I want to one day be humbled by what has often felt like a battle for my own ego. The wounds and conflict have been with me for a few years, and I'm still working on real self-acceptance. I wish I could say (honestly) that I am happy with the way my face appears; some days, I am, and other days, I am not. Even when someone kindly tells me, “I don’t see what you’re seeing” or “Your face looks fine to me,” I can’t accept their words.

In March of 2021, I started taking Accutane (also known as isotretinoin). Despite the risks and harmful side effects, which include extreme dryness and possible birth problems, I opted to undergo this painful therapy as a last option. Because of the seriousness of the drug, I had to get a blood test every month, make an appointment with my dermatologist, fill out the federal Accutane pre-screening questions, and go to the pharmacy for another 30-day supply of pills. I saw minimal change in the first several months, but my skin progressively smoothed out and returned to its natural hue. For the first time, I began to recognize myself in the mirror. 

My skin has improved, but it appears that these flaws will be a part of my skin for the rest of my life—a reality that is still difficult to accept. It took me a long time to learn that the actual challenge wasn't finding the correct solution; it was accepting that breakouts occur and that everyone has skin issues. I'm very sure no one is looking at my back the way I think they are, and I have to remind myself of that. I discovered that the more I talked about it with my friends and family, the more I realized how many other people have the same problem, which made me feel less insecure. The more I realized it wasn't just me, the easier it became to accept it and quit blaming myself. I understand that the only way to find true happiness is to accept myself first. Acne, in an unexpected way, aided me in this endeavor. Struggles, on the other hand, might be blessings in disguise. Through it all, I'm learning to value first and foremost who I am on the inside. My struggle with acne scars has taught me that our physical characteristics, whether positive or negative, do not determine our self-worth. My experience with skin-based guilt taught me that self-worth must come from within, for there is where we find our lasting beauty and authentic selves. I hope that one day, our culture will learn to value a person's character—her inside traits—rather than their exterior features. Meanwhile, those of us who have perceived “imperfections” on our faces may learn an early life lesson in a more visceral way than most—after all, beauty is only skin-deep.

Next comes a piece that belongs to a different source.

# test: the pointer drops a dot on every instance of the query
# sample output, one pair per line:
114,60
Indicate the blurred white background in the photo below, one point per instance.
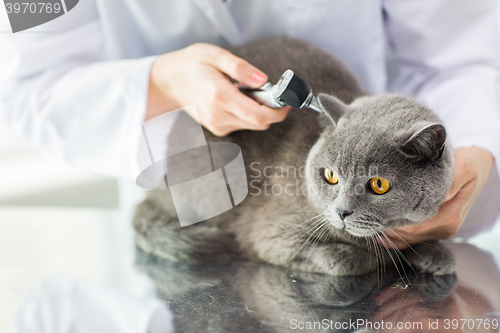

I don't have any awards or medals to show for my accomplishments, but no academic honor can compare to what I gained from changing my diet, having healthier skin, more self-confidence, newfound mental strength, and, most importantly, realizing that by improving my outer appearance, I had enriched my inner appearance. Instead, I've decided to deal with my reaction today. Acne is a part of my life; it has shaped who I am, flaws and all.